Deep statistical learning-based image analysis for measurement of socioeconomic development in sub-Saharan Africa using high-resolution satellite images, and geo-referenced household survey data


Tackling inequalities and reducing poverty requires timely measurements of socioeconomic development at high spatial resolution. This is a substantial challenge, even in developed parts of the world, due to costly and infrequent data collection methods used for socioeconomic measurements. Availability of such data is even more challenging in low- and middle-income countries (LMICs), particularly in sub-Saharan Africa (SSA).

Over the past decade, researchers have investigated the potential for using emerging sources of large-scale data, such as satellite imagery and deep statistical learning, to advance how we make measurements in data-poor contexts. Studies, however, consist of cross-sectional proof-of-concept studies at a low spatial resolution that are not readily available to be used as input to development research or practice.

This project aims to widen the adoption of deep learning methods and the use of imagery data in development economics. In this project, we will build on existing methods for using imagery data to make measurements at high spatial resolution for multiple years in SSA. These data will then be used in ETH-DEC’s ongoing and future research, as well as shared with the wider community.


January 2022


PI / Partners

ETH Zürich 

  • Dr. Kenneth Harttgen 
  • Prof. Isabel Günther 
  • Dr. Esra Suel 



This project aims at using geospatial machine learning to measure housing inequalities in urban areas in sub-Saharan Africa for use in development economics research. Better data could lead to better models to extract information to be used to design pro-poor policies. The goal is to set up a data pipeline to be used in accurate and robust machine learning methods, exploiting paired Earth observation data and local census data. As a central case study, deepLNAfrical aims at inventorying and mapping informal settlements in sub-Saharan Africa.

Proposed approach:

The SDSC leads the implementation and development of techniques to extract information from geolocated data, such as Earth observation satellite images, geolocated natural images, paired census data, and related attributes. We will focus on models which are adapted to extract information from such data and make them easily reusable by the community, therefore supporting research in the same direction.

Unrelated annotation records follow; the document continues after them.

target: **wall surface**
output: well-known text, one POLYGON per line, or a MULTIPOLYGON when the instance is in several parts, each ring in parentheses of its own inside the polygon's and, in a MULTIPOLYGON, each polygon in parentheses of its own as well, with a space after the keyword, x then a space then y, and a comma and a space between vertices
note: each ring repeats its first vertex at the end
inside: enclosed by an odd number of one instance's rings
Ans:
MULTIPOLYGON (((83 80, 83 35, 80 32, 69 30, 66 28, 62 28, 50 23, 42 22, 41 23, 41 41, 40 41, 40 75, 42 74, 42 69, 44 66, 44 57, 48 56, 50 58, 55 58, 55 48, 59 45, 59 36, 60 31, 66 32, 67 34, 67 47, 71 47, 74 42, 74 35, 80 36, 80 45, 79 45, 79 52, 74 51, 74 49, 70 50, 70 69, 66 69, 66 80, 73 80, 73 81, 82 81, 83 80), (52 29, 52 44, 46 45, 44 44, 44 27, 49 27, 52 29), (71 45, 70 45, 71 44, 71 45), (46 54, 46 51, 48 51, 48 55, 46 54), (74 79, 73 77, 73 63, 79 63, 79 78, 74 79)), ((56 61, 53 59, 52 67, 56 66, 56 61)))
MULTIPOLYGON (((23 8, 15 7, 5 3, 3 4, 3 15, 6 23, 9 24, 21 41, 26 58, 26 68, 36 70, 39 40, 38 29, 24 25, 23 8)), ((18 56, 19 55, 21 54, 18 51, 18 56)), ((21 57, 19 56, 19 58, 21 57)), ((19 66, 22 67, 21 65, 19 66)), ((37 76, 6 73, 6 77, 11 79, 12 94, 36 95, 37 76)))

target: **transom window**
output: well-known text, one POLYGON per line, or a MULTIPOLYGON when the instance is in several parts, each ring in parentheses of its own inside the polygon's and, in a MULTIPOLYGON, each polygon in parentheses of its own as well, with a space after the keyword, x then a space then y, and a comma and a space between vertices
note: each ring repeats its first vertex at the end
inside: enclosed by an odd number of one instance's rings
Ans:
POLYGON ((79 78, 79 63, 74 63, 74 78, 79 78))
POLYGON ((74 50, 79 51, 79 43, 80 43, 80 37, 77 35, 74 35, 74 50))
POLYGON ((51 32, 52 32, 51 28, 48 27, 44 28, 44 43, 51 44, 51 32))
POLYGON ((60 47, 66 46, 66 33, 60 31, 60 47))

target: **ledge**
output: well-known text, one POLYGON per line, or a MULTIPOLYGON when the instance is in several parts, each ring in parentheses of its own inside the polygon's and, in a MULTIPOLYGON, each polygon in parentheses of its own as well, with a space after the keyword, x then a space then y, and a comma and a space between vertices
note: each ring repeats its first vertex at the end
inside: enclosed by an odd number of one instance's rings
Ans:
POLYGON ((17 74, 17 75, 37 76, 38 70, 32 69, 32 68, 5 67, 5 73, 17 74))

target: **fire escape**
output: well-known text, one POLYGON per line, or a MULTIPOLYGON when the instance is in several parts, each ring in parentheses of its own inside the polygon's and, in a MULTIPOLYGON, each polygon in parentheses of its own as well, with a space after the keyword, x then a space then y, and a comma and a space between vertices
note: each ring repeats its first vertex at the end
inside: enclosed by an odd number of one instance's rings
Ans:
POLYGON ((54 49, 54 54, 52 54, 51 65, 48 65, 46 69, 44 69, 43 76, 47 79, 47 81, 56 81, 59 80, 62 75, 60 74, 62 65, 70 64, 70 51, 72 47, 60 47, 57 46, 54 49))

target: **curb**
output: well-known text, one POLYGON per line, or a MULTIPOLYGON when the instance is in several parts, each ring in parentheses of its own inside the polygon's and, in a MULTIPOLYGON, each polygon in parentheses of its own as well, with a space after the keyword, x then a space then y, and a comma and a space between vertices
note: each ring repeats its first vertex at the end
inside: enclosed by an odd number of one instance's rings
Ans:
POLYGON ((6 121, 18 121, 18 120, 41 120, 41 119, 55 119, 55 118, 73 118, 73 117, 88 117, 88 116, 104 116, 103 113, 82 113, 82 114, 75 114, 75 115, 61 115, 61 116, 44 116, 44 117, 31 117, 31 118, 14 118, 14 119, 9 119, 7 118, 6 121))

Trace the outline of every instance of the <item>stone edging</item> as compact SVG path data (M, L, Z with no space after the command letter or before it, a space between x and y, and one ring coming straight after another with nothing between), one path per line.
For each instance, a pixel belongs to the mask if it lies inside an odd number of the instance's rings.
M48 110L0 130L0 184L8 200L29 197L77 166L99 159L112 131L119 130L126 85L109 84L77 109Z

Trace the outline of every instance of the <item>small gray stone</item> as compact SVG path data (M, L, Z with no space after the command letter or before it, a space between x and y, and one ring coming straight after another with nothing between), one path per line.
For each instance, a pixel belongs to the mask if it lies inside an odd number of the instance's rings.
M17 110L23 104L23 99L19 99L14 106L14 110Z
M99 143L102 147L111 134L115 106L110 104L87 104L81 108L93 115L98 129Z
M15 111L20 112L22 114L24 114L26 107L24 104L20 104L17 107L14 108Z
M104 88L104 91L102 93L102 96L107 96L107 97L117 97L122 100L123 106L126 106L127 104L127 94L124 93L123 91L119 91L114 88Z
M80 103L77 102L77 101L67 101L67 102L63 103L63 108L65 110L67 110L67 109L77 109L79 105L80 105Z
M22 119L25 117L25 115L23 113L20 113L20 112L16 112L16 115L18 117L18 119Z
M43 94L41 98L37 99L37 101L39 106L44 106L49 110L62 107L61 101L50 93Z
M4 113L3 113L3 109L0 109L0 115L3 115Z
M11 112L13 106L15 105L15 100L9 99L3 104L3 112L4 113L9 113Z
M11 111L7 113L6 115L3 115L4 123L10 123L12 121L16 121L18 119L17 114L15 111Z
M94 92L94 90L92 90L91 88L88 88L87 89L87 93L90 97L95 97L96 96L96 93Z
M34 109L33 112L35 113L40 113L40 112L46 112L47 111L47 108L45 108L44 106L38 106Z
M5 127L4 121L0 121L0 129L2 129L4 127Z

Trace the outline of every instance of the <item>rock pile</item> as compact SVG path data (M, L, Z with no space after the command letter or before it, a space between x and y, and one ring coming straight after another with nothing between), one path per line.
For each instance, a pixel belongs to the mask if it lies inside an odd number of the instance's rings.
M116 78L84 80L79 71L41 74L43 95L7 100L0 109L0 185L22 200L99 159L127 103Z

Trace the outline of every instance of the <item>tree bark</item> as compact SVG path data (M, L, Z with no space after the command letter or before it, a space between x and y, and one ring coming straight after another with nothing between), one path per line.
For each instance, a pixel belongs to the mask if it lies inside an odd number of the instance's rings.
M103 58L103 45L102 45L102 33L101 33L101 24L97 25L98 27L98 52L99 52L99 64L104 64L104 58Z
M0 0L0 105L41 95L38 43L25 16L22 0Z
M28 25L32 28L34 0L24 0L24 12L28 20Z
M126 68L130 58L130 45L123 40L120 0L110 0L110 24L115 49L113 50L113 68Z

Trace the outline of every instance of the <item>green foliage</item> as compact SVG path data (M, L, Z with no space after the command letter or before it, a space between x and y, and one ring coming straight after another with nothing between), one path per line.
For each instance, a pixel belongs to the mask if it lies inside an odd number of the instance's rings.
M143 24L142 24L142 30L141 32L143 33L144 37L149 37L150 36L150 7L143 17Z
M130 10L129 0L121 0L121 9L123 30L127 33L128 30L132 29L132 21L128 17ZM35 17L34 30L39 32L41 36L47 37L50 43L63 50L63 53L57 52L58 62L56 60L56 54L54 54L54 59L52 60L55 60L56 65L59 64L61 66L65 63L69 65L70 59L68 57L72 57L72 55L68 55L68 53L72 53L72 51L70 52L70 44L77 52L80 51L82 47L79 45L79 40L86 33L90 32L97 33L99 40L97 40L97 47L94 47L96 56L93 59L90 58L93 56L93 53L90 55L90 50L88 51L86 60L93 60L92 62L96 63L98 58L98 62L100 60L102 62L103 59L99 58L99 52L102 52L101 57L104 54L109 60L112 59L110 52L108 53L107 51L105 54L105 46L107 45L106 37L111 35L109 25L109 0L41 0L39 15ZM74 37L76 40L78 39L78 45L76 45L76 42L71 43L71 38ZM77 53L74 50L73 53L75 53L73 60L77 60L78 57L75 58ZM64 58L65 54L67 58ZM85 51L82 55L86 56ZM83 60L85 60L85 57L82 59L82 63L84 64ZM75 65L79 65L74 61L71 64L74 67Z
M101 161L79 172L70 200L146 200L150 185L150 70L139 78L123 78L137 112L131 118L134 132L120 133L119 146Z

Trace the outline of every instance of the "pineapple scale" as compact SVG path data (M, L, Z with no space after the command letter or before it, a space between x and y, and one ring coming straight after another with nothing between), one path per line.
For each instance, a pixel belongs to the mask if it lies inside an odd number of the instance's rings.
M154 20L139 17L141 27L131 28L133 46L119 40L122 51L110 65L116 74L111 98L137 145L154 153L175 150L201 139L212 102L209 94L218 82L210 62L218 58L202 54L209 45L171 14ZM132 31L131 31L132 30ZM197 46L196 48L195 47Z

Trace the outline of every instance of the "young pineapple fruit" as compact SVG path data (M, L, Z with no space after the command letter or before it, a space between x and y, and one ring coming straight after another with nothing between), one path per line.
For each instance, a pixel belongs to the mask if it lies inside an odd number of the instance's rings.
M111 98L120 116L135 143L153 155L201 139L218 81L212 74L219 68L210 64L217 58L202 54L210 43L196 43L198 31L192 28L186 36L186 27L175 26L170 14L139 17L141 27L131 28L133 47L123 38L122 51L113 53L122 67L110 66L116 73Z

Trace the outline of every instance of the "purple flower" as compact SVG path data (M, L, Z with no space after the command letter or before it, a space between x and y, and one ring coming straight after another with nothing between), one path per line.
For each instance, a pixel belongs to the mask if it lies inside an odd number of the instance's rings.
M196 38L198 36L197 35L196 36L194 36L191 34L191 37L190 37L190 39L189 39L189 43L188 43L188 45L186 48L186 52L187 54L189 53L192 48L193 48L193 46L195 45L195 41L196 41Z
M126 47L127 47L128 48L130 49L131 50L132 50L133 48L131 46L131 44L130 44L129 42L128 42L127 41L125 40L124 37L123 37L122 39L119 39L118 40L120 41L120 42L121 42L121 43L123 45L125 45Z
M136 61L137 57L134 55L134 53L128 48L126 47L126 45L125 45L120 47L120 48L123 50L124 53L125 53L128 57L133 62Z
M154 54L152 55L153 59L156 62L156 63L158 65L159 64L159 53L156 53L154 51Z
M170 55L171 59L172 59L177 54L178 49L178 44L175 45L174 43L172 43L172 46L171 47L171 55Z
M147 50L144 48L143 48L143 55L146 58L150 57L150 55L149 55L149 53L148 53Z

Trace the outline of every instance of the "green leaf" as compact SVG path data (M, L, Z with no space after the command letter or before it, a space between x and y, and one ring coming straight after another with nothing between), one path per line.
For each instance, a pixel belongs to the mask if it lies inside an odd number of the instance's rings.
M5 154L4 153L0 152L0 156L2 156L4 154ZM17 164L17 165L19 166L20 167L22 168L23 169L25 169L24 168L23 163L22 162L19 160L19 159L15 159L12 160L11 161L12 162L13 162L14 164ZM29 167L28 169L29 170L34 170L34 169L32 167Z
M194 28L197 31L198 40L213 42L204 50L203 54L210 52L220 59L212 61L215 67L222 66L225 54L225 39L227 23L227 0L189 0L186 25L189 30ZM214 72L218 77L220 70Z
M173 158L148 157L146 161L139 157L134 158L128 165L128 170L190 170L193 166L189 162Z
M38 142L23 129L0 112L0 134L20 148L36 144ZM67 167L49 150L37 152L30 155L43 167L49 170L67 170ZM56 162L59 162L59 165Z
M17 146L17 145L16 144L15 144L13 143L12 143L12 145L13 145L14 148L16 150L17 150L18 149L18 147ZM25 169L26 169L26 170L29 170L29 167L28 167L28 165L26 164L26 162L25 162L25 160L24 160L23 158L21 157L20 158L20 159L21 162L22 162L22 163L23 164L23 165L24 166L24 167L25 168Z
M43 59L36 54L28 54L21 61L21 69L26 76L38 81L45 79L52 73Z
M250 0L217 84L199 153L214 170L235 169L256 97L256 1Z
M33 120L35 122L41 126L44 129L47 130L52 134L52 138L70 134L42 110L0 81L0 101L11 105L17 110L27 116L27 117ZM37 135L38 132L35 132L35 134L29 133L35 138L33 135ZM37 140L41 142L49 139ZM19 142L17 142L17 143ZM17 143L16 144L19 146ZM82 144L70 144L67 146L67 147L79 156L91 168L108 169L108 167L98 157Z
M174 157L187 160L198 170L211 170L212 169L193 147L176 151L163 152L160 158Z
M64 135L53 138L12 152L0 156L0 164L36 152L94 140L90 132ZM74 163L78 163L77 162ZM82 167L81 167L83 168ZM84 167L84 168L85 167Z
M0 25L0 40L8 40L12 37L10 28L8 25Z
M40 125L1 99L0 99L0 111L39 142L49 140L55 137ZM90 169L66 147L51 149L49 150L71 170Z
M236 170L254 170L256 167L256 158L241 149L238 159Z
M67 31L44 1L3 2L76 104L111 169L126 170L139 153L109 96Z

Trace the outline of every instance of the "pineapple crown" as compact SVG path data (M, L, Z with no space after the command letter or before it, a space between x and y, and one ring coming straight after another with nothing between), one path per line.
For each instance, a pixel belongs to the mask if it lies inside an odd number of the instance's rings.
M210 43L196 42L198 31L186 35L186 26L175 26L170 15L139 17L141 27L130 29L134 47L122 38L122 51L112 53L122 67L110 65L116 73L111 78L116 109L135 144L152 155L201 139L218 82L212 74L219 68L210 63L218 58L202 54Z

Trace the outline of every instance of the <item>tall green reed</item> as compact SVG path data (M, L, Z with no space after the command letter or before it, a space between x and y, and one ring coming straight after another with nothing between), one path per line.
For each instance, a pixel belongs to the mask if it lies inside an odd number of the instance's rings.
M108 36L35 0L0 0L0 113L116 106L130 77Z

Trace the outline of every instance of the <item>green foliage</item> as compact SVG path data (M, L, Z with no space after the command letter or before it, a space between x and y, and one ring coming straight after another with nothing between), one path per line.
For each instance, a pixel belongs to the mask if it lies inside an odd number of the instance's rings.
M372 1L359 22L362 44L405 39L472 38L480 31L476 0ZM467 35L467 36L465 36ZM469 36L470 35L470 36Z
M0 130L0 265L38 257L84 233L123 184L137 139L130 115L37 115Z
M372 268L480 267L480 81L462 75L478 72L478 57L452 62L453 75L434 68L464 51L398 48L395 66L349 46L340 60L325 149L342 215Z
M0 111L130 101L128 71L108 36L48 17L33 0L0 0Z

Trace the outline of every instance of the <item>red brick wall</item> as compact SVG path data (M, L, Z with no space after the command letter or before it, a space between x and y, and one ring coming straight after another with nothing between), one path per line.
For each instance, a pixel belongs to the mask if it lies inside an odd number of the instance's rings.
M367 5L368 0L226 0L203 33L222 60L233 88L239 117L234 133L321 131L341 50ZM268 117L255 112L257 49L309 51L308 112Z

Measuring socioeconomic status at high spatial and temporal resolution is vital. In rapidly developing low and middle-income countries, population growth and urbanization rates are high, and data scarce. Emerging sources of large-scale data (e.g., satellite imagery, mobile phones, social media), have the potential to significantly improve the frequency and spatial resolution of the measurement of socioeconomic wellbeing. This could help to identify areas of concern earlier, which areas have the greatest needs, and investigate how those needs are linked to social and health outcomes.